枚田にとってはテニスが州よりも優れている唯一の分野であり、自信だった。
「テニスしてたら、少しはぶさいくが補正されるかもな」
「ひどいなぁ」
「別にぶさいくが悪いとは言ってないじゃん」
枚田は、ふと窓ガラスに映る自分を見て、そんなにひどいだろうかと思った。
州はそんな枚田を見て愉快そうに笑っている。
肩に乗せていた足を首の後ろに回してくるから、引き寄せられる形で押し倒してしまった。
「嘘だってば」
枚田が機嫌を損ねたと思ったらしい州が訂正してくるが、枚田の全意識はこの州を組み敷くような——いわゆる正常位みたいな体勢に向けられていた。
焦るあまり、しかめ面になってしまったのだった。
枚田の反応が薄いのが気になったのか、彼は足をややずらし、腰に回してきた。
「わっ」
より体が密着し、変な声が出る。
「それほどひどくないって。ちょっとぶさいくなだけだよ」
彼は枚田の腰を足で挟みながら、意図的な力を込めて密着してきた。
「わかったよ。ぶさいくでいいから!」
抵抗による摩擦であっという間に下半身が反応してしまい、州を突き飛ばすようにして離れた。

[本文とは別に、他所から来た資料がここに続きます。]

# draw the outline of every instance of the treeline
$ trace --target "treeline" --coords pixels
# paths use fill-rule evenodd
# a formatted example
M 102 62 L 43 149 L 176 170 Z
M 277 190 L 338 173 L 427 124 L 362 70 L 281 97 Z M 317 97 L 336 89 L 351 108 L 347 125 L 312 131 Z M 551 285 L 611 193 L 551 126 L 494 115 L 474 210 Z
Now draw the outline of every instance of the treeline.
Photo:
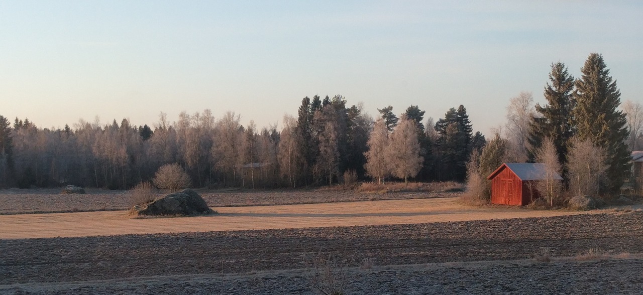
M 397 148 L 389 148 L 385 169 L 372 179 L 462 181 L 469 152 L 485 144 L 482 134 L 473 134 L 462 105 L 435 125 L 431 118 L 423 122 L 424 111 L 416 105 L 399 118 L 392 107 L 379 111 L 385 136 L 391 139 L 387 145 Z M 399 120 L 411 124 L 398 128 Z M 199 187 L 301 187 L 374 175 L 367 170 L 367 155 L 377 125 L 361 105 L 348 107 L 339 95 L 304 98 L 297 117 L 285 116 L 280 130 L 258 129 L 252 121 L 242 126 L 240 116 L 231 112 L 215 120 L 207 109 L 183 112 L 172 123 L 161 112 L 153 125 L 81 120 L 73 128 L 52 130 L 26 119 L 16 118 L 12 124 L 0 116 L 0 186 L 129 188 L 175 163 Z M 408 147 L 413 150 L 405 150 Z M 402 151 L 406 156 L 396 156 Z M 409 153 L 417 165 L 399 172 Z
M 597 196 L 618 193 L 625 183 L 640 185 L 641 179 L 630 177 L 630 168 L 631 152 L 641 148 L 643 139 L 643 107 L 621 105 L 616 80 L 600 54 L 589 55 L 581 74 L 575 78 L 562 62 L 552 64 L 544 105 L 534 105 L 528 93 L 510 100 L 505 132 L 497 132 L 469 163 L 473 195 L 488 199 L 484 179 L 503 162 L 545 164 L 550 179 L 539 190 L 552 204 L 566 194 Z M 552 181 L 556 174 L 562 184 Z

互いに薄着だし、しっかり肌が触れ合っていたのだ。州にはもろにバレてしまっている。
彼がからかい半分で体を密着させてくることはよくあって、枚田はそのたび、こうして律儀に反応してしまう。
思春期のありあまる欲求を、自力でコントロールすることは不可能だった。
しかし、彼はそれに気づいていながらも、いつものように意地悪く追及してくることはなかった。
むしろ、なぜか安楽たる表情を浮かべる。それがよくわからなかった。
「勝ったらアイスおごってやるよ」
「もし負けたら?」
「マイのおごりな」
寝転んだまま、州が笑う。
この姿や肌の感触、温度を思い出しながら——今日も夜な夜な懊悩に浸ることになるのだろうと、枚田は思うのだった。